Einen eindrucksvollen Fahndungserfolg durch die Unterstützung von Zeugen konnte man im vergangenen Sommer nach einem Überfall auf eine Passantin im WEP verbuchen. Das anschließend veröffentlichte Foto führte schon nach kurzer Zeit dazu, dass der Täter festgenommen werden konnte. Zeugen und aufmerksame Nachbarn hält Lange auch für einen wichtigen Bestandteil bei der Vereitelung oder Aufklärung von Wohnungseinbrüchen. Auch hier steigt die Fallzahl in Worms. Lange ergänzt sogar, dass, entgegen des rheinland-pfälzischen Trends, die Zahl im Raum Mainz-Worms steige. Der Schwerpunkt liegt hier im Stadtgebiet. Gestiegen ist jedoch auch die Zahl der Aufklärungen. Im letzten Jahr stieg die Zahl der Wohnungseinbrüche um 21 auf 99 Einbrüche. 14,1 Prozent der Fälle konnten aufgeklärt werden. Ein Erschwernis sei hierbei, dass die Täter meistens nicht aus Worms kommen und durch die naheliegenden Schnellstraßen und die Autobahn schnell entkommen können. „Der beste Schutz ist eine gut funktionierende Nachbarschaft“, sagt Lange und betont, dass es besser sei, einmal zu viel anzurufen als zu wenig. Bei dieser Gelegenheit verweist der Kommissar auf die Möglichkeit, mittlerweile auch im Internet Strafanzeige stellen zu können. Zum Schluss wollen wir noch wissen, ob die Polizei darüber Kenntnis hat, dass es in bestimmten Straßen, wie der Alzeyer Straße oder der Siegfriedstraße, nachts zu Autorennen käme. Grundsätzlich hätte man hierzu keine Erkenntnis. Man kenne die Beschwerden der Anwohner und würde immer wieder nachts die besagten Strecken in Augenschein nehmen, bisher allerdings ohne Erfolg. Außerdem verweist er darauf, dass dies in den Tätigkeitsbereich der Ordnungsbehörde falle. Viel diskutiert wurde in der Vergangenheit über die sogenannte „Autoposer“ Szene. Auch hier gibt er Entwarnung. Natürlich gebe es einzelne junge Männer, die ihr Auto entsprechend aufmotzen, aber von einer Szene könne man nicht sprechen.

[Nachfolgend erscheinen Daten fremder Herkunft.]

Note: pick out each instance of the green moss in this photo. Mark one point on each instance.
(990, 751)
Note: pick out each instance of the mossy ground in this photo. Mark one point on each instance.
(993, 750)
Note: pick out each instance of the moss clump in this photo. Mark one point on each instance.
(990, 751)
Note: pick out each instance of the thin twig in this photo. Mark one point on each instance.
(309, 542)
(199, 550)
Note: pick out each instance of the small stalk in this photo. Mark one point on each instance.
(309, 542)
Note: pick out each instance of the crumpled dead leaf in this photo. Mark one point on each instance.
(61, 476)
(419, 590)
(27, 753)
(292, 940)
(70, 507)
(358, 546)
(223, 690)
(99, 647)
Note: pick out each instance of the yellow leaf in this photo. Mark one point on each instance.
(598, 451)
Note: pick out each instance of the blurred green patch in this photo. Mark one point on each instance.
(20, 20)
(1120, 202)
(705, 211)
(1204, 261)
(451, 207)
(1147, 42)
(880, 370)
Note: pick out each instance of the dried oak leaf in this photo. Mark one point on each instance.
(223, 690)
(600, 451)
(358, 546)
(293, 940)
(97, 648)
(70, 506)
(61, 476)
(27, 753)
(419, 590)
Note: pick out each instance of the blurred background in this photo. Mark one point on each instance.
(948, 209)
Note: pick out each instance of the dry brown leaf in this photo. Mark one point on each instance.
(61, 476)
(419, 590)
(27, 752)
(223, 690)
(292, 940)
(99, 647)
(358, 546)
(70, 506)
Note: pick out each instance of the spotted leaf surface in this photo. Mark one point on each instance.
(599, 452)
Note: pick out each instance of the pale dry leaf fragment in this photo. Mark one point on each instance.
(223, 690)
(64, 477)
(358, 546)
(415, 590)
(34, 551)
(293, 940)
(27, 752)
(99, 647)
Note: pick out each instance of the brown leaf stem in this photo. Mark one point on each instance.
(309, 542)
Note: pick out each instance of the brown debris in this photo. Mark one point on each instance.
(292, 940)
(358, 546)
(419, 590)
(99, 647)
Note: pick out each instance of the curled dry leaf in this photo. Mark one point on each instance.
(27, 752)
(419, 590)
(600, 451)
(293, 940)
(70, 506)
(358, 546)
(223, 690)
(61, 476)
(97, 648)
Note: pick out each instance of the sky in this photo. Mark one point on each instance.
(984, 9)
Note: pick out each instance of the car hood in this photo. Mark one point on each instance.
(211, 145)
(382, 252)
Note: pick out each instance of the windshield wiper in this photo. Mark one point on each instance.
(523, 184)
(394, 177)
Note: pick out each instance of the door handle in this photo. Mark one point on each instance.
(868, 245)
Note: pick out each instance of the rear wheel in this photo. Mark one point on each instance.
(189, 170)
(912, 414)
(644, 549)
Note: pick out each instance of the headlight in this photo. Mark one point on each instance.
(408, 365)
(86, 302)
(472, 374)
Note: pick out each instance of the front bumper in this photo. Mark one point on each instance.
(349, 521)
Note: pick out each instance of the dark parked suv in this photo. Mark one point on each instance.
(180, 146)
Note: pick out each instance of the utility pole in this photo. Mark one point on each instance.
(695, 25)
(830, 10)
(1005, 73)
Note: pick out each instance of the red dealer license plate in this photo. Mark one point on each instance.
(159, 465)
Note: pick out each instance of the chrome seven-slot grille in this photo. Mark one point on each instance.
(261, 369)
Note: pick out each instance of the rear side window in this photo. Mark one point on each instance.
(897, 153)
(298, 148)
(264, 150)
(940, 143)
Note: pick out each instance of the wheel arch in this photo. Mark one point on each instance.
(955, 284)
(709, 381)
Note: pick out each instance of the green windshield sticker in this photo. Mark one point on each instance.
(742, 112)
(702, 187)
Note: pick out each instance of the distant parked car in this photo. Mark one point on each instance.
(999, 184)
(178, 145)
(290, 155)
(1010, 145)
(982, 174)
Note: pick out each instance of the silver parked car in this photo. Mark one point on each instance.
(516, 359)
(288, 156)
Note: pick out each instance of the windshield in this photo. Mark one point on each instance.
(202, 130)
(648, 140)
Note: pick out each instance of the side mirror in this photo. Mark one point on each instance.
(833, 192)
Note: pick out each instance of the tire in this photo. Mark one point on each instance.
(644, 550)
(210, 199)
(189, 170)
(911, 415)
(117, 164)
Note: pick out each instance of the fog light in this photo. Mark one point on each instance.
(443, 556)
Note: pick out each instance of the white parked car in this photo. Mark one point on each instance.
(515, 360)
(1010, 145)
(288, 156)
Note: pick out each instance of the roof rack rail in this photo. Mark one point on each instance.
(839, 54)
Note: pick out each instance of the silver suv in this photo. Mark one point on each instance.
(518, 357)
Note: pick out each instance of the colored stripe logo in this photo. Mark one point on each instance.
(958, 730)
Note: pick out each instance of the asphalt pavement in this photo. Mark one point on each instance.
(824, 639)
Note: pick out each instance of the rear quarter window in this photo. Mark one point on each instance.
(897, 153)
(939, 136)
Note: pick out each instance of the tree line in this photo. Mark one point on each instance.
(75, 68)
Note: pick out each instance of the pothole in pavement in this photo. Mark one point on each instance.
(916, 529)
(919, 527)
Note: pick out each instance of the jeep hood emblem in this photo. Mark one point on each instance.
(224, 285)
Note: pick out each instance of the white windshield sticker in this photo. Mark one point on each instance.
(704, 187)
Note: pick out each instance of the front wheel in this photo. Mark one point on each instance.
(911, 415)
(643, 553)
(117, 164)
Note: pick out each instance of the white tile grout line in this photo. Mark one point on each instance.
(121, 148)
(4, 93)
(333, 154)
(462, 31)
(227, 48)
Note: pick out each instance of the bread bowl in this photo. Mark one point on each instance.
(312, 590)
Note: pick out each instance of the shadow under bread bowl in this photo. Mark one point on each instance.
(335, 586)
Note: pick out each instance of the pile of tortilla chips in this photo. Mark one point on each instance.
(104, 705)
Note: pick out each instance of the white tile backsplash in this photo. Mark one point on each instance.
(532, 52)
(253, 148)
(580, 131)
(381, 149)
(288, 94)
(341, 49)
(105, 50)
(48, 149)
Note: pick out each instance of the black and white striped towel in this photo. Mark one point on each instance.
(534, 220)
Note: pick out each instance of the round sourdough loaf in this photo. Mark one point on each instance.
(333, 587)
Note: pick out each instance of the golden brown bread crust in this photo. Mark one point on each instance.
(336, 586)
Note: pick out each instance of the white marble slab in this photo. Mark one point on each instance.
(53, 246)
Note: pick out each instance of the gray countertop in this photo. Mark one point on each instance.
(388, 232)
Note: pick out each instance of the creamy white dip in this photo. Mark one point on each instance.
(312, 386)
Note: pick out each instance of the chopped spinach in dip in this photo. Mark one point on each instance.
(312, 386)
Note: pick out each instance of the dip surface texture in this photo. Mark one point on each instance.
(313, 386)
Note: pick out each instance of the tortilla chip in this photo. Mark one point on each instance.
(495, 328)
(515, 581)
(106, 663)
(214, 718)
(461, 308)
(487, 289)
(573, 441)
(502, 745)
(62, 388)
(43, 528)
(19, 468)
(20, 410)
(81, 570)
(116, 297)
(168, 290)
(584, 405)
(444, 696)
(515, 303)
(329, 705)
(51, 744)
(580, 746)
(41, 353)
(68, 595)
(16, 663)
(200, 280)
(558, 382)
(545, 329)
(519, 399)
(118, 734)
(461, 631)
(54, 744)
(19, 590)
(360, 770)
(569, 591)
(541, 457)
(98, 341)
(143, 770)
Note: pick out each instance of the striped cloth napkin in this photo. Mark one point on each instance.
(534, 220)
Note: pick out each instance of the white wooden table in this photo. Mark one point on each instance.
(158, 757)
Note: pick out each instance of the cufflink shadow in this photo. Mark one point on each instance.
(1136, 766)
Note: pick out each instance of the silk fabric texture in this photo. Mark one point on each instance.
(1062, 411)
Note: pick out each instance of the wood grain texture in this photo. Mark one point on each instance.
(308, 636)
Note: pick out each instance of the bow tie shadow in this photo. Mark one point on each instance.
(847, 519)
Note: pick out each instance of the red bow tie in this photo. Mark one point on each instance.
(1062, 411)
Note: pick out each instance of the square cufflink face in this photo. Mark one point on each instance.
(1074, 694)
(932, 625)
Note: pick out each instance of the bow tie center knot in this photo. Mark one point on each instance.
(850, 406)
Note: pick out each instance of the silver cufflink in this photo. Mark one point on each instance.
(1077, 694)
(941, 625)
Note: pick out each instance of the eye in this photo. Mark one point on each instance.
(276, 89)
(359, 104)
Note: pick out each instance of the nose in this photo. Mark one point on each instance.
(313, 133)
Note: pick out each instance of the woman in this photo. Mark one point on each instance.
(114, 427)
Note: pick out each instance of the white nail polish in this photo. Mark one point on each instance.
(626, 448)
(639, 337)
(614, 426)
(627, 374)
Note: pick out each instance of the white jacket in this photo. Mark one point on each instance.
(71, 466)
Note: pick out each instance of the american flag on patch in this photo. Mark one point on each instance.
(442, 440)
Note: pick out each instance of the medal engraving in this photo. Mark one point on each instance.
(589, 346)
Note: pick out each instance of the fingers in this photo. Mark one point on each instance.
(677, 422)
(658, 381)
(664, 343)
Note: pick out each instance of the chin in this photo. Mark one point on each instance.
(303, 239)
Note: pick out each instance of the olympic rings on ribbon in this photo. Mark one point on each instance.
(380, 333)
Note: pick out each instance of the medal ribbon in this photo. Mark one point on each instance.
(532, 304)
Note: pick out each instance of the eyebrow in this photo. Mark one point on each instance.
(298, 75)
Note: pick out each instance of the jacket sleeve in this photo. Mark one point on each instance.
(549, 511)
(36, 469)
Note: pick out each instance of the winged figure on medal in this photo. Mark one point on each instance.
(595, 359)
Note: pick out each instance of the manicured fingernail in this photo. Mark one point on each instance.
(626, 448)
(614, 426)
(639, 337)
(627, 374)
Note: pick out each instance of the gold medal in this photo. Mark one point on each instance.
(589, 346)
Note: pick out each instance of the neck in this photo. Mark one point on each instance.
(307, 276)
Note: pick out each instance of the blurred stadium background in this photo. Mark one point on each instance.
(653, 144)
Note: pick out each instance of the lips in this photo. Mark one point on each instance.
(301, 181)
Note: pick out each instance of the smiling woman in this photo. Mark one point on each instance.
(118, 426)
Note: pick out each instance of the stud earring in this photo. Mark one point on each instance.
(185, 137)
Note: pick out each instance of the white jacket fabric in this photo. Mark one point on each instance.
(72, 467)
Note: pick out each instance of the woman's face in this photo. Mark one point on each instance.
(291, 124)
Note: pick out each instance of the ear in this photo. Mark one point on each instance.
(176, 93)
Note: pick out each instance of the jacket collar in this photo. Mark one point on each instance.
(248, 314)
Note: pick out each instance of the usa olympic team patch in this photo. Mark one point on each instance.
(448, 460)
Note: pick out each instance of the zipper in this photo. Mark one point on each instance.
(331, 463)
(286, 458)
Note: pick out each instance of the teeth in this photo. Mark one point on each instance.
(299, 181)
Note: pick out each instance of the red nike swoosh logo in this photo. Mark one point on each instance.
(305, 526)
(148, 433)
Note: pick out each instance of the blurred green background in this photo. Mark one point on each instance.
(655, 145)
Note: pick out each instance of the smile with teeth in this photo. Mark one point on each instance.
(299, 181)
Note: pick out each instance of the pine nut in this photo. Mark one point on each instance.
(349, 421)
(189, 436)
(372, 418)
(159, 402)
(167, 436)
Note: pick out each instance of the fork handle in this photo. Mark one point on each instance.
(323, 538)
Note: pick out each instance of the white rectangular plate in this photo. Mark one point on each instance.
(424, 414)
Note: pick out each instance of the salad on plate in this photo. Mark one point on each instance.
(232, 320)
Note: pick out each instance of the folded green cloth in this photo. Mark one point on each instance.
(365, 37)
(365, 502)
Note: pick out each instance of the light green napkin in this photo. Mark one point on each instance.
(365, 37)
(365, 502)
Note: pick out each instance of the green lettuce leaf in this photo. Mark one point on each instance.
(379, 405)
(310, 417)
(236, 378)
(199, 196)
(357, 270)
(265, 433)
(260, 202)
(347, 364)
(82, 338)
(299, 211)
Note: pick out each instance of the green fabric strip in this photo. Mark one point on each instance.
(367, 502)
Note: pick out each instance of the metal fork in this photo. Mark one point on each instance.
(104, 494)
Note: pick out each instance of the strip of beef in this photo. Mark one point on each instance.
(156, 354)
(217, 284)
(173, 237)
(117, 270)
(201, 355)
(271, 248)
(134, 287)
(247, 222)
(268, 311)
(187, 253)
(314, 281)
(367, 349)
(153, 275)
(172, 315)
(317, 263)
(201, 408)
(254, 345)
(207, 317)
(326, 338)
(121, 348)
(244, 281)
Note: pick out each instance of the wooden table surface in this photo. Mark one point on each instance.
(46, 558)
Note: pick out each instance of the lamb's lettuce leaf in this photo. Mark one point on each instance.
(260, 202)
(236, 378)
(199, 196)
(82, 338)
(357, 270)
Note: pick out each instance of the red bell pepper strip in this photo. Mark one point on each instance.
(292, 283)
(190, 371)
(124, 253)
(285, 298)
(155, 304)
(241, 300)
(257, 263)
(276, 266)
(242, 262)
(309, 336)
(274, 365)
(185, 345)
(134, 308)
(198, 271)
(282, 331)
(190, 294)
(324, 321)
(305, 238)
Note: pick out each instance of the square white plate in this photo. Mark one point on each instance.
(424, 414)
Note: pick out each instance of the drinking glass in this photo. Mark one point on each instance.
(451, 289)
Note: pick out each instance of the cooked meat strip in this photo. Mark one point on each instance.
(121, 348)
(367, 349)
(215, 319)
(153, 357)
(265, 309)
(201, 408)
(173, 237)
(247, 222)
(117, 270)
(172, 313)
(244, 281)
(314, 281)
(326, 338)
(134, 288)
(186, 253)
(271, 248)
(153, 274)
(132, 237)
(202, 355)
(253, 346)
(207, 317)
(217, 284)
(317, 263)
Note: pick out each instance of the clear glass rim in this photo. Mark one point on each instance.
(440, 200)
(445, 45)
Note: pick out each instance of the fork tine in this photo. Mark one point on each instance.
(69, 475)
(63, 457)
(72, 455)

KRIMINALITÄT ALS TEIL UNSERER GESELLSCHAFT

Ist in Worms also alles gut? „Kriminalität ist Teil unserer Gesellschaft, unser Ziel ist es, den Überblick zu behalten“, erklärt Danilo Lange zum Abschluss. Worms hat sich verändert, genauso wie die öffentliche Wahrnehmung von Kriminalität, die sicherlich durch das Internet nachhaltig geprägt ist. Ebenso hat sich insbesondere das Bild der Wilhelm-Leuschner-Straße zum Negativen verändert. Wird deshalb alles schlimmer? Die Antwort wird weiterhin unterschiedlich ausfallen und Worms auch in den nächsten Jahren beschäftigen. Die Stadt hat zumindest auf die Gefühlslage vieler Wormser reagiert und möchte in den nächsten Jahren die Ordnungsbehörde zu einem 24-Stunden-Dienst ausbauen. Um Stellen entsprechend besetzen zu können, beginnt man unter anderem, ab August 2020 auch eigenes Personal auszubilden.